# Airships



## starduster (Feb 12, 2006)

OK, I have a question, does anyone here know of any scratch built models of the mysterious airships that people were seeing across America in the years 1896 and 1897' ? the descriptions were of some gas filled cigar shaped balloon 100 feet long with a lighted car hanging below with bright search lights as these were all seen at night. I found the descriptions on Google but no models are depicting these machines any help would be greatly appreciated. Karl


----------



## btbrush (Sep 20, 2010)

Hey Karl,
Is that like the one I saw on UFO Hunters that crashed into a farmer's windmill? Nope, never seen any models. UFOs don't exist, ya know. Swamp gas refecting off of Venus.
Bruce


----------



## Tone (Jan 21, 2006)

Very interesting topic! I used to build paper model fantasy airships back in the late 70s but they were crude. Sometimes I would even use a garment bag. I wanted to build a flying model using a helium-filled sausage balloon and a fuselage from a cheap rubber band powered balsa glider but I never got around to doing that. (I have since discovered that one type of "toy airship" made in the 1930s consisted of a balloon and cardboard cut-outs of gondola and fins. They were sold in wax-paper envelopes. One can sometimes find them on on-line auctions.)

The 1897 stories began in a San Francisco newspaper and they just "snowballed." The only "airship" flying in US in 1897 was a Carl Myers pedal-powered thing, and it never flew at night.
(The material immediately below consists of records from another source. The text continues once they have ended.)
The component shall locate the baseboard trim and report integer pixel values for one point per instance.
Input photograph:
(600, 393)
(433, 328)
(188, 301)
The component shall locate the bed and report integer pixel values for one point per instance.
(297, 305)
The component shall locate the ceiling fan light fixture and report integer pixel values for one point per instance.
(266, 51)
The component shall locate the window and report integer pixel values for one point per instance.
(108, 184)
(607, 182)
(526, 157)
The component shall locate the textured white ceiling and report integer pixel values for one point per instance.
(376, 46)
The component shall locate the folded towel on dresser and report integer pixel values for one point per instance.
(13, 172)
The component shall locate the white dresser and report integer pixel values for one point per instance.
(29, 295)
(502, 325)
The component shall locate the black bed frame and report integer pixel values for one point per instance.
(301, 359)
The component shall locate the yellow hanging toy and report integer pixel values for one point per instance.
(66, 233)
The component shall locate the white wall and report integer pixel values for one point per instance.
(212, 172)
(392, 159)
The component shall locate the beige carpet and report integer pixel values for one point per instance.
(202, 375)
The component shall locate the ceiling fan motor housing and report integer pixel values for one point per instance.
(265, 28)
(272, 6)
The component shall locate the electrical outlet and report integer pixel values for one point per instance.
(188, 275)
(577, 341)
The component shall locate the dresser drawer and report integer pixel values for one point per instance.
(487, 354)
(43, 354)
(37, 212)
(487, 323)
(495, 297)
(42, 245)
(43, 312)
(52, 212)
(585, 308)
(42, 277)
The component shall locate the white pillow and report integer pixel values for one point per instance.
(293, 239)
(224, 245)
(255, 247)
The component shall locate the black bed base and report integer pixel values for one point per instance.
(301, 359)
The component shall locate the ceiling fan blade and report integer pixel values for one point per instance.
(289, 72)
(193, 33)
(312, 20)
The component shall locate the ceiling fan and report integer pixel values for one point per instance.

Regarding the Eureka, Texas story about a spaceship crashing into a farmer's windmill, nobody has ever found the grave in which the alien was supposedly buried; however, the 1897 Texas "alien airship cattle rustling" tale has been exposed as a hoax, as the perpetrator himself confessed to belonging to a "liar's club." If you can dig it up, look for Daniel Cohen's book _The Great Airship Mystery_ - it goes into the subject in great detail. Cohen concludes that many people merely saw the planet Venus and imagined that it was moving - quite the let-down, when one expected to discover a mysterious inventor.


----------



## starduster (Feb 12, 2006)

Thanks guys, I was just curious that no models exist on this interesting subject,
I guess maybe I'll just see if some real clear drawings exist of these things and go from their, I was just hoping there were some models as a basis to start from. although I have seen some lamp shades that might be a basis for a balloon shape for the main structure then add the decks and other items to form some kind of aerial craft, this just might be a fun project, any work will of course have photos posted. Karl


----------